题目来源:

https://vjudge.net/contest/292780#problem/E

http://acm.hdu.edu.cn/showproblem.php?pid=1242

Angel was caught by the MOLIGPY! He was put in prison by Moligpy. The prison is described as a N * M (N, M <= 200) matrix. There are WALLs, ROADs, and GUARDs in the prison. 

Angel's friends want to save Angel. Their task is: approach Angel. We assume that "approach Angel" is to get to the position where Angel stays. When there's a guard in the grid, we must kill him (or her?) to move into the grid. We assume that we moving up, down, right, left takes us 1 unit time, and killing a guard takes 1 unit time, too. And we are strong enough to kill all the guards. 

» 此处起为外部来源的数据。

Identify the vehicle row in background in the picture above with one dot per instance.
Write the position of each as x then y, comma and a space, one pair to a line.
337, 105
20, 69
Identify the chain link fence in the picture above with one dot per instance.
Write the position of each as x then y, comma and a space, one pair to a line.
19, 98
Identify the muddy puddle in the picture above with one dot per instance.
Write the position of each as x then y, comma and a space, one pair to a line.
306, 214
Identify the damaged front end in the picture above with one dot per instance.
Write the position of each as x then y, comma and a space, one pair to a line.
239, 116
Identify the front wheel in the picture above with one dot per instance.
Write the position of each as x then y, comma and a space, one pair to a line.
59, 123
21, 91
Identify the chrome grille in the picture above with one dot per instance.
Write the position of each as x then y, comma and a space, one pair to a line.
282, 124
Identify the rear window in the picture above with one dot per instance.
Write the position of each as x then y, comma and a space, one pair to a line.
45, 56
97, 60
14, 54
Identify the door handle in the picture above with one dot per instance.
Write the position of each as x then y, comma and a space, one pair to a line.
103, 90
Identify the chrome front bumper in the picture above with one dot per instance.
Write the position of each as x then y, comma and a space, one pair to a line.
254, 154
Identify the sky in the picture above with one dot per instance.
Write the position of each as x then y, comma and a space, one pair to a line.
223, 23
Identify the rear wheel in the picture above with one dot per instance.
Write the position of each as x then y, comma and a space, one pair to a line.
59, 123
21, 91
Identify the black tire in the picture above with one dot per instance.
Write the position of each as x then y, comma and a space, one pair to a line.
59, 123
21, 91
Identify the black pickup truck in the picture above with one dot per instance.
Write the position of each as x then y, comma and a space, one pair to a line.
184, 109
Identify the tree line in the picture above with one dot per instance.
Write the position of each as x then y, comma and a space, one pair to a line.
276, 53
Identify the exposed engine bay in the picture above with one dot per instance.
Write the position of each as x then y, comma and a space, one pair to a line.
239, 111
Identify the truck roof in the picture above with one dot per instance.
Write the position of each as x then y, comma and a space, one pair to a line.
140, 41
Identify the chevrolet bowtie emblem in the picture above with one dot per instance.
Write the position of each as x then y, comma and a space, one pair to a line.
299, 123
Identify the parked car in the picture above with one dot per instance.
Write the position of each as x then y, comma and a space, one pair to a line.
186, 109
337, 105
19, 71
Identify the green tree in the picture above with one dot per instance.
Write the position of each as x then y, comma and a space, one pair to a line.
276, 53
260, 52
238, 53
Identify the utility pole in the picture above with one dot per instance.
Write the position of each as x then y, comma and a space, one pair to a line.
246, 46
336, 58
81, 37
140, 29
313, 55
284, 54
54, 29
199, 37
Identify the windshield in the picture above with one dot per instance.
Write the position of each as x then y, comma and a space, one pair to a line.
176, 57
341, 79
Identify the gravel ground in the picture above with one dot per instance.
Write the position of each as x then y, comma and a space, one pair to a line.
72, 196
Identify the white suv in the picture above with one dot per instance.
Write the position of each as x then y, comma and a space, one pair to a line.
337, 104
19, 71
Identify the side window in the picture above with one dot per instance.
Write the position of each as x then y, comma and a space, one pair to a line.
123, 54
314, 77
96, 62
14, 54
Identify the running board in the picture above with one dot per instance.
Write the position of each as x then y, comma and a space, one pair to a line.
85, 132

You have to calculate the minimal time to approach Angel. (We can move only UP, DOWN, LEFT and RIGHT, to the neighbor grid within bound, of course.) 

Input

First line contains two integers stand for N and M. 

Then N lines follows, every line has M characters. "." stands for road, "a" stands for Angel, and "r" stands for each of Angel's friend. 

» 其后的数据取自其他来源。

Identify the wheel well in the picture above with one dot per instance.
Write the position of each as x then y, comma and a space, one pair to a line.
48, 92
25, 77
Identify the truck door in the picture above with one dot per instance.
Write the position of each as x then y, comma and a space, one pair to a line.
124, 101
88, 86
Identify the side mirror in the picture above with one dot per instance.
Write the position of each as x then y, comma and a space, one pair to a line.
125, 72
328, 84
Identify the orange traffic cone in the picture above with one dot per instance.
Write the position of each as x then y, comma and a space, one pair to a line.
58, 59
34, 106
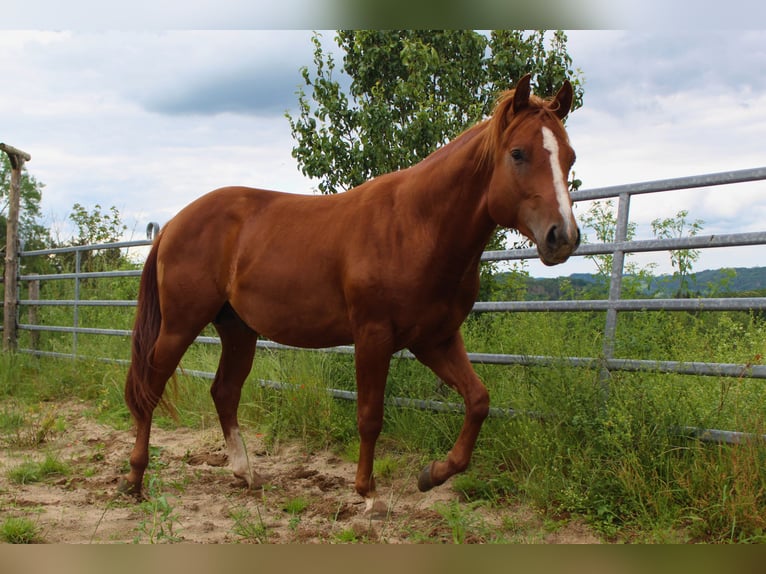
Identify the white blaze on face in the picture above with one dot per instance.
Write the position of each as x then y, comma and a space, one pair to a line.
551, 144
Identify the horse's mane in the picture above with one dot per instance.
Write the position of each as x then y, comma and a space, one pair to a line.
495, 126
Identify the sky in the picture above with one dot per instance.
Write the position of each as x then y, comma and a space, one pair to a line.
148, 119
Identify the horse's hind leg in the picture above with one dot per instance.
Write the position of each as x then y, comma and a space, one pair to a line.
237, 350
168, 351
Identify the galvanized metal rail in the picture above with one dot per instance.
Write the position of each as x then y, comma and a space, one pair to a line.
613, 305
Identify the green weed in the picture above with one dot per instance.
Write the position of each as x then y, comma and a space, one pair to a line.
34, 471
19, 531
250, 528
159, 519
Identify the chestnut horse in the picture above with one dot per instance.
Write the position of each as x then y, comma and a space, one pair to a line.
391, 264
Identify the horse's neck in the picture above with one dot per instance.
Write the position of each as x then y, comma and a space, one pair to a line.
450, 190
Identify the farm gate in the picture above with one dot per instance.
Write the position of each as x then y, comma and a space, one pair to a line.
613, 305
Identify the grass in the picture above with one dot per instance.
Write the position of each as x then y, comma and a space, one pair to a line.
31, 471
19, 530
604, 451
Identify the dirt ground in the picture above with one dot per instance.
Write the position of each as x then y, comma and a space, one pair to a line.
193, 497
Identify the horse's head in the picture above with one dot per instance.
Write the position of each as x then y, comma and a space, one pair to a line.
531, 156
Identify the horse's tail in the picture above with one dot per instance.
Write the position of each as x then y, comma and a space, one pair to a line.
140, 397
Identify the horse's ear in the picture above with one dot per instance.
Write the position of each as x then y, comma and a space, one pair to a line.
521, 94
563, 100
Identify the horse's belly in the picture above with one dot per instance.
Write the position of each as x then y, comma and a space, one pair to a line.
296, 321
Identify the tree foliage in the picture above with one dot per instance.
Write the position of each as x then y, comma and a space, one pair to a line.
32, 233
682, 260
403, 93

Process to the end of the file. 

Output

For each test case, your program should output a single integer, standing for the minimal time needed. If such a number does no exist, you should output a line containing "Poor ANGEL has to stay in the prison all his life." 

Sample Input

7 8
#.#####.
#.a#..r.
#..#x...
..#..#.#
#...##..
.#......
........

Sample Output

13

题意:

a:天使

x:守卫

r:天使的friend

# :墙

. :路

天使关在有守卫的牢中,他的朋友们(Angel's friends)去救他,意味着有多个r!!。

从a开始,走到最近的朋友结束。

刚开始的时候没注意是多个friends,普通的队列做bfs只能得到步数最少的解法,而不是时间最少的,结束条件得改一改。

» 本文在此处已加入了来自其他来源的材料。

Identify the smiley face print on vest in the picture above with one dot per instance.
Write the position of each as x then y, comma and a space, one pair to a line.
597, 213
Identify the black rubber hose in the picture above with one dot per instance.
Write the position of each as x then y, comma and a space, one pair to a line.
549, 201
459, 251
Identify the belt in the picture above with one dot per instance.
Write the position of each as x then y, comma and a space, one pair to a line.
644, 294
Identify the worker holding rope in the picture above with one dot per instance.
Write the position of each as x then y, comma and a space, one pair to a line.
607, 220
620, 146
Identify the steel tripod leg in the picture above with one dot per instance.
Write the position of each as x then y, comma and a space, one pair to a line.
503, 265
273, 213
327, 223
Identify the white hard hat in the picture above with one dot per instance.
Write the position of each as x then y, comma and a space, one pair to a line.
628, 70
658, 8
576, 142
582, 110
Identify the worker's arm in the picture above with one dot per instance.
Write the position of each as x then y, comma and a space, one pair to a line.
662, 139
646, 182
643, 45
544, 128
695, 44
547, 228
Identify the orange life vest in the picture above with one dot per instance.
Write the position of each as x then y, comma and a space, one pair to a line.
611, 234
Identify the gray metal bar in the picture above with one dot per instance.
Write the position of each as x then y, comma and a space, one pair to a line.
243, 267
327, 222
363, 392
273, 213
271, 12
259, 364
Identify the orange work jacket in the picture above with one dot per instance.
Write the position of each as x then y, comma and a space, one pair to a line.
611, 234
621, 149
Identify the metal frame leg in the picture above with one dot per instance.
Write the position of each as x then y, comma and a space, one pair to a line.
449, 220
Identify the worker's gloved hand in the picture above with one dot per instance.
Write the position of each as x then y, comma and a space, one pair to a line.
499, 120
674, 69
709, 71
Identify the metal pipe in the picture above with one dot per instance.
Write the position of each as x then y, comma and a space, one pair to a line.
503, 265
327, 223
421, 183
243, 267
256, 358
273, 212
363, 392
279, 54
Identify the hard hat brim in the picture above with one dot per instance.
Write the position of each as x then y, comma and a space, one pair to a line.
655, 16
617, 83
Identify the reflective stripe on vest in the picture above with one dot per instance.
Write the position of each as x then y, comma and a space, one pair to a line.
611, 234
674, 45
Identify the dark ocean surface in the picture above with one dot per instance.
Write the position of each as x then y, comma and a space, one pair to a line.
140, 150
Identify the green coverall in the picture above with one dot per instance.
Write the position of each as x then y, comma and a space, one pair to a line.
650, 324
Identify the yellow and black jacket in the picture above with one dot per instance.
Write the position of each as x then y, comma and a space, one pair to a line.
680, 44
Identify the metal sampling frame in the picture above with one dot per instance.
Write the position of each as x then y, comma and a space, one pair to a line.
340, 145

(乍一看,这不就是坦克大战吗,可是优先队列咋用来写bfs??,,发现当时就没写坦克大战,比赛时候一直在整dfs最后才想起还有一个bfs,太久没写搜索了,一定补补

参考代码:

#include<iostream>
#include<cstdio>
#include<cmath>
#include<vector>
#include<queue>
#include<stack>
#include<cstring>
#include<map>
#include<set>
#include <algorithm>
#define lson l,mid,root<<1
#define rson mid+1,r,root<<1|1
const double pi=acos(-1);
#define inf 0x3f3f3f3f
#define N 1005
#define eps 1e-5
using namespace std;
int next_x[4]={1,0,-1,0};
int next_y[4]={0,1,0,-1};
char mapp[N][N];
bool book[N][N],falg;
int sx,sy,n,m,ans;
struct node
{
	int x,y,step;
};
void bfs()
{
   queue <node > Q ;
	node a;
	a.x=sx;
	a.y=sy;
	a.step=0;
	Q.push(a);
	while(!Q.empty())
	{
		node f;
		f=Q.front();
		Q.pop();
		for(int i=0;i<4;i++)
		{
			int tx=f.x+next_x[i];
			int ty=f.y+next_y[i];
			if(tx<1||ty<1||tx>n||ty>m||mapp[tx][ty]=='#') continue;
			if(book[tx][ty]==0)//找到最少时间的最近的r
			{
				book[tx][ty]++;
				node temp;
				temp.x=tx;
				temp.y=ty;
				temp.step=f.step+1;
				if(mapp[tx][ty]=='x')
					temp.step++;
				Q.push(temp);
				if(mapp[tx][ty]=='r')
				{
					if(temp.step<ans)ans=temp.step;
					falg=1;
				}
			}
		}
	}
	return;
}
int main()
{

	while(~scanf("%d %d",&n,&m))
	{
		falg=0;
		memset(book,0,sizeof(book));
		int sb=0;
		for(int i=1;i<=n;i++)
		{
			for(int j=1;j<=m;j++)
			{
				cin>>mapp[i][j];//cin读入不需要考虑换行和回车
				if(mapp[i][j]=='a')//r有多个从a到最近的r!!
				{
					sx=i;
					sy=j;
				}
			}
		}
		book[sx][sy]=1;
		ans=inf;
		bfs();
		if(!falg)
			printf("Poor ANGEL has to stay in the prison all his life.\n");
		else
			printf("%d\n",ans);
	}
	return 0;
}